Even Ash in the curtained enclosure heard it, and wondered incuriously if the Diwan would ever relinquish them. Probably not; though they had come from Karidkote, and being part of Shushila's dowry should have been returned there. But he thought it unlikely that either Shu-shu's relatives or the new Rana would ever see them again once the Diwan had got his hands on them.

When all her ornaments had been removed except for a necklace of sacred
tulsi
seeds, Shushila held out her slender ringless hands to a priest, who poured Ganges water over them.

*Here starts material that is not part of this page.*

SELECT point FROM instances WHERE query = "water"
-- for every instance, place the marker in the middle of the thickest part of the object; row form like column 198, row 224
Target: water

The water sparkled in the low sunlight as she shook the bright drops from her fingers, and the assembled priests began to intone in chorus…

To the sound of that chanting, she began to walk round the pyre, circling it three times as once, on her wedding day and wearing this same dress, she had circled the sacred fire, tied by her veil to the shrunken thing that now lay waiting for her on a bridal bed of cedar-logs and spices.

The hymn ended and once again the only sound in the grove was the cooing of doves: that soft monotonous sound that together with the throb of a tom-tom and the creak of a well-wheel is the voice of India. The silent crowds stood motionless, and none stirred as the suttee mounted the pyre and seated herself in the lotus posture. She arranged the wide folds of her scarlet dress so as to show it to its best advantage, and then gently lifted the dead man's head onto her lap, settling it with infinite care, as though he were asleep and she did not wish to wake him.


Now,
’ breathed Anjuli in a whisper that broke in a sob – ‘Do it now…
quickly,
before – before she starts to be afraid.’

‘Don't be a fool!’ The retort cracked like a whip in the quiet room. ‘It would make as much noise as a cannon and bring them all down on us like hornets. Besides –’

He had meant to say ‘I'm not going to fire’, but he did not do so. There was no point in making things worse for Juli than they were already. But the way in which Shu-shu had cradled that awful head in her lap had made up his mind for him at last, and he had no intention of firing. Juli took too much upon herself: she forgot that her half-sister was no longer a sickly infant or a frail and highly strung little girl who must be protected and cosseted –or that she herself was no longer responsible for her. Shu-shu was a grown woman who knew what she was doing. She was also a wife and a queen – and proving that she could behave as one. This time, for good or ill, she should be allowed to make her own decision.